I have a collection of Posts
and Users
where users can upvote/downvote each post. What would be the best way to store this in a mongodb database to make sure that users cannot vote for a given document more than once?
The simplest nosql-ish solution I came up with is storing an array of user_ids who voted inside each Post
document (or even array of (user_id, vote)
where vote
is +1 or -1 so that users will be able to change their vote). Is it a good idea from the performance standpoint given that each post can have thousands of votes?
What about really popular websites like Reddit where top posts can have hundreds of thousands of votes?

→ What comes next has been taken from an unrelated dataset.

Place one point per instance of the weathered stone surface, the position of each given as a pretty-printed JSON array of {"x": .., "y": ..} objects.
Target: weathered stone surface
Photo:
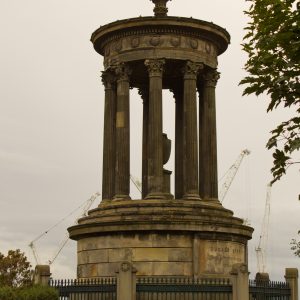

MongoDB documents are currently restricted to a maximum of 16MB, so assuming Gilbert's calculations are accurate, you wouldn't be able to store all 6 Million user_id
s in the Post
document.
However, you could consider storing the votes in the User
document instead (i.e. the post_id
s that the particular user voted for). It is much less likely that a user votes on 6 million different posts, so this way you won't reach the size limit as quickly.
Another way to handle this: If you expect that many votes for a particular post, you may want to store the votes outside the Post
documents in a separate collection and do an additional query, similar to a many-to-many JOIN table in SQL fashion:
user_votes { user_id: ObjectId(...), post_id: ObjectId(...), vote:-1 }
and create a compound index on (user_id, post_id).